Each successful row produces a user.created audit-log entry. The job itself emits user.bulk_import.started and user.bulk_import.completed (with summary counts).
Idempotency
Section titled “Idempotency”Re-running the same file is idempotent ONLY if every email is unique to that row. The default behaviour for "email already exists" is to fail the row — it's NOT an upsert. If you want upsert (update existing users in-place, create new ones), use the mode: upsert flag on the NDJSON header line:
{"_mode":"upsert"}{"email":"anita@cymmetri.com","name":"Anita Singh (updated)"}Or check the CSV importer's "upsert mode" checkbox before confirming.
In upsert mode, the row updates existing user fields in place. Caveat: you can't change a user's email via upsert (that's an identity-changing operation; use the per-user email edit flow).
Passwords in bulk import
Section titled “Passwords in bulk import”If your CSV / NDJSON includes passwords, those passwords are evaluated against the tenant's password policy. Rows whose passwords fail the policy are rejected with a clear error.

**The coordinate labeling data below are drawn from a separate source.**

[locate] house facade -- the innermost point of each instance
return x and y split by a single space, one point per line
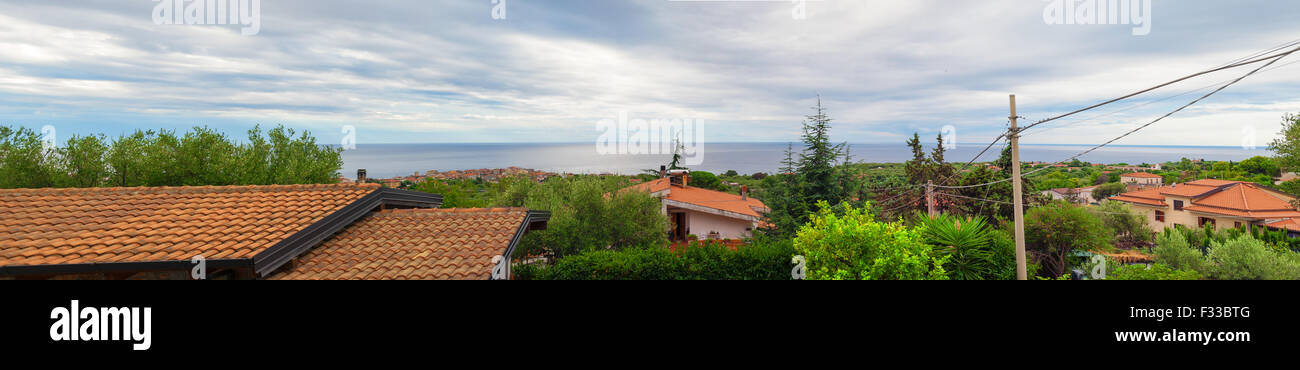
705 213
1143 179
1220 203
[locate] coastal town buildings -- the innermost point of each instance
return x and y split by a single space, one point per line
310 231
1223 204
705 213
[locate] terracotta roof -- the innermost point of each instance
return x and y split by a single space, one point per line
1290 223
414 244
703 197
1238 199
63 226
1144 175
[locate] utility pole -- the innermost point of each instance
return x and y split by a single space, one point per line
1018 195
930 199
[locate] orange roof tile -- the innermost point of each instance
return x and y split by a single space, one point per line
1225 197
703 197
414 244
61 226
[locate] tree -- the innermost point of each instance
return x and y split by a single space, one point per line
1056 230
854 246
1286 148
588 213
818 174
200 157
703 179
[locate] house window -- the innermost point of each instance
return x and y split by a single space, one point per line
1204 221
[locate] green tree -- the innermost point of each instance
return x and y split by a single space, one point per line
854 246
588 213
1053 231
1286 148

Important: passwords in bulk-import files are sensitive. Treat the file like a credentials list:
- Don't commit it to source control.
- Don't send it over chat / email.
- Delete it from your local disk after the import completes.
A safer pattern for large imports: omit passwords entirely; let users set their own via the welcome email triggered for each created user (configurable; default off).
Large imports
Section titled “Large imports”For more than ~10,000 users, the recommended pattern is NDJSON streamed via the management API rather than the UI. The UI handles up to ~50,000 in a single file but the browser tab needs to stay open for the duration. The API approach is fire-and-forget; you poll the job.
For tenants with very large existing user populations to migrate, see the bulk user migration runbook — covers preflight validation, staging tenant rehearsal, and the rollback path.
Common failure modes
Section titled “Common failure modes”- All rows fail with "email already exists" — you're re-importing without upsert mode. Add
_mode: upsertor filter the new rows. - Some rows fail with "group X not found" — the import doesn't auto-create groups. Pre-create the groups, then re-run.
- Password policy errors — sample a few of the failed passwords against the tenant policy in Settings → Password policy; adjust either the policy or the password generation.
- Custom attribute schema mismatch — unknown attributes are rejected. Either add them to the tenant's custom-attribute schema, or remove them from the import.